Templeton looked straight at the camera and introduced herself as Detective Inspector Sophie Templeton.
Hatcher groaned. ‘Your idea, I suppose.’
‘It adds more weight to the statement if it comes from a DI,’ I replied, eyes glued to the screen.
Templeton began reading from the statement I’d prepared. She ignored the journalists and talked to the camera like it was the only thing in the room. She appeared relaxed. No staring, eyes soft, breathing easy, just like we’d discussed.
The statement was short and to the point. Sarah Flight had died overnight as a result of the brain injuries she sustained while she was in captivity, and the police were now treating her case as murder.
Templeton then went on to talk about Rachel Morris. She gave a detailed breakdown of her last movements from the time she left work all the way through to the time she left Springers, and finished with a standard appeal for any members of the public to come forward with information.

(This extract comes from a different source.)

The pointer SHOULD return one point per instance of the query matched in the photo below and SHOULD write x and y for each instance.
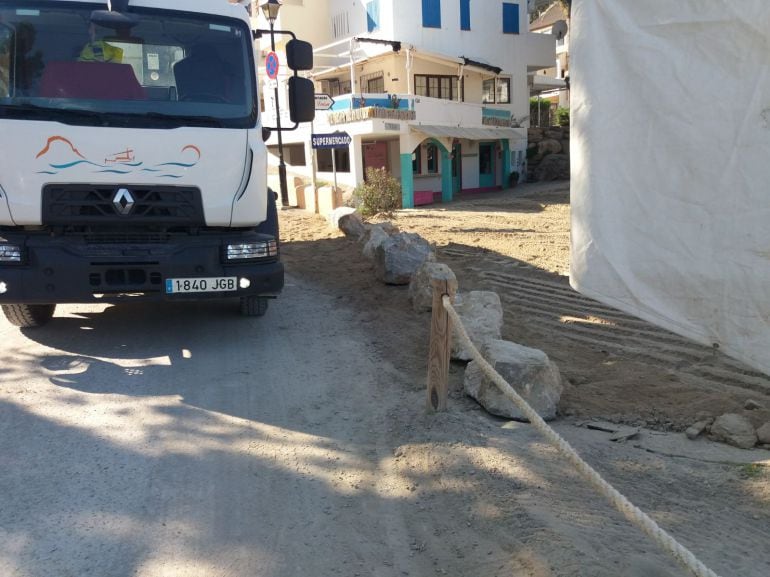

This was the cue for the packed group of journalists to attack her with questions. They’d been told there would be no questions, but they couldn’t help themselves. Templeton handled the situation like she’d been doing this her whole life. She didn’t flinch, didn’t show fear. She just ignored the questions, offered a quick, clipped thank you, then walked off the podium, leaving the room as confidently as she’d entered.